Una salida a bolsa con 620 millones de dólares en juego
El acuerdo valora a Agility en cerca de 2.500 millones de dólares y se espera que aporte más de 620 millones de dólares en ingresos brutos, la mayor captación de capital en la historia de la robótica humanoide. La fusión todavía requiere aprobación de los accionistas y revisión de la SEC, la Comisión de Bolsa y Valores de Estados Unidos, y la empresa espera cerrarla este año.
Fundada en 2015 como una derivación de Oregon State University y con sede en Salem, Oregón, Agility fabrica robots humanoides bípedos diseñados para trabajar en bodegas y fábricas. Con esta movida, sería la primera compañía dedicada exclusivamente a la robótica humanoide en cotizar en los mercados públicos.
Johnson apuesta por las bodegas, no por la cocina
Johnson evitó dar proyecciones financieras, no quiso revelar la lista de materiales del robot Digit y mantuvo un tono prudente ante las preguntas sobre el futuro del negocio. Para la ejecutiva, la salida a bolsa responde a una ventaja de ser la primera en su sector en llegar al mercado público y a la necesidad de acelerar la producción en su planta de 70.000 pies cuadrados en Salem.

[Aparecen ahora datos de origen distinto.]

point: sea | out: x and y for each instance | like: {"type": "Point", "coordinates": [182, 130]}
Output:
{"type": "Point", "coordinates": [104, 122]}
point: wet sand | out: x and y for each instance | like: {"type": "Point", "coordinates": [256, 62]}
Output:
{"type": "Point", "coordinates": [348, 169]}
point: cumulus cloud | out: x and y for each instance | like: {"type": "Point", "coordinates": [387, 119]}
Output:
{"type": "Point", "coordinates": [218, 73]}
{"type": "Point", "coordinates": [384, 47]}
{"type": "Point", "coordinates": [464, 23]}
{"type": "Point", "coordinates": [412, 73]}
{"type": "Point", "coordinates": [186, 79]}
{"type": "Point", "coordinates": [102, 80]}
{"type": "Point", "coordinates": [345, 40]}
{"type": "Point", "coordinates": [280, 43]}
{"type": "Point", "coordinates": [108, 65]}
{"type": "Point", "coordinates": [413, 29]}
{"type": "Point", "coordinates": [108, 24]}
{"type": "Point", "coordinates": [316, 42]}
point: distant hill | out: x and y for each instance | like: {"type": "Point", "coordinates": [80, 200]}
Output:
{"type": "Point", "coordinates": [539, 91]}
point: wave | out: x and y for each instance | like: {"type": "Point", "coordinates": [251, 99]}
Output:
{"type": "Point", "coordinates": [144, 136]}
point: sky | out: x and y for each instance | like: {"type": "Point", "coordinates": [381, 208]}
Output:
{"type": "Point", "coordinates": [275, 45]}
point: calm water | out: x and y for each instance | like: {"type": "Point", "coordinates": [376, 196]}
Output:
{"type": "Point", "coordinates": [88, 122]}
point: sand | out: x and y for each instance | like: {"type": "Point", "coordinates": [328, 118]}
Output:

La compañía asegura tener más de 300 millones de dólares en ingresos reservados a varios años, lo que equivale a unos 1.000 robots dentro de un modelo de robots como servicio, en el que los clientes pagan una tarifa mensual en vez de comprar las máquinas. Johnson dijo que la lista de clientes ya fue verificada y que esos despliegues vienen después de pruebas de concepto.
Seguridad industrial y una meta doméstica a largo plazo
La directiva también subrayó que la empresa trabaja con certificaciones de seguridad industrial reales para operar dentro de instalaciones de clientes. En ese punto marcó distancia frente a rivales que muestran demos de laboratorio o videos coreografiados. Según Johnson, la seguridad no se añade al final del proceso: debe estar certificada en el sistema eléctrico, las piezas y el software.
La cautela también se extiende al mercado del hogar. Johnson cree que los humanoides llegarán eventualmente, pero no espera verlos sirviendo el desayuno en la cama pronto. Su estimación es de “10-plus years”, porque las casas son entornos caóticos, con perros, bebés, visitas y objetos fuera de lugar, a diferencia de bodegas y fábricas, donde los flujos de trabajo son más predecibles.
Sobre los riesgos de seguridad física, la ejecutiva recordó que estos sistemas deben operar cerca de personas. En ese contexto, una exresponsable de seguridad de producto de otra empresa del sector demandó a la compañía al alegar que fue despedida tras advertir que sus robots podían fracturar un cráneo humano.
Por ahora, Agility seguirá enfocada en el mercado industrial. Johnson afirmó que allí hay una demanda creciente por la jubilación de trabajadores y porque los más jóvenes no quieren asumir tareas físicamente exigentes. «Hay algo así como más de un millón de empleos en Estados Unidos hoy en estas áreas que no están cubiertos», dijo.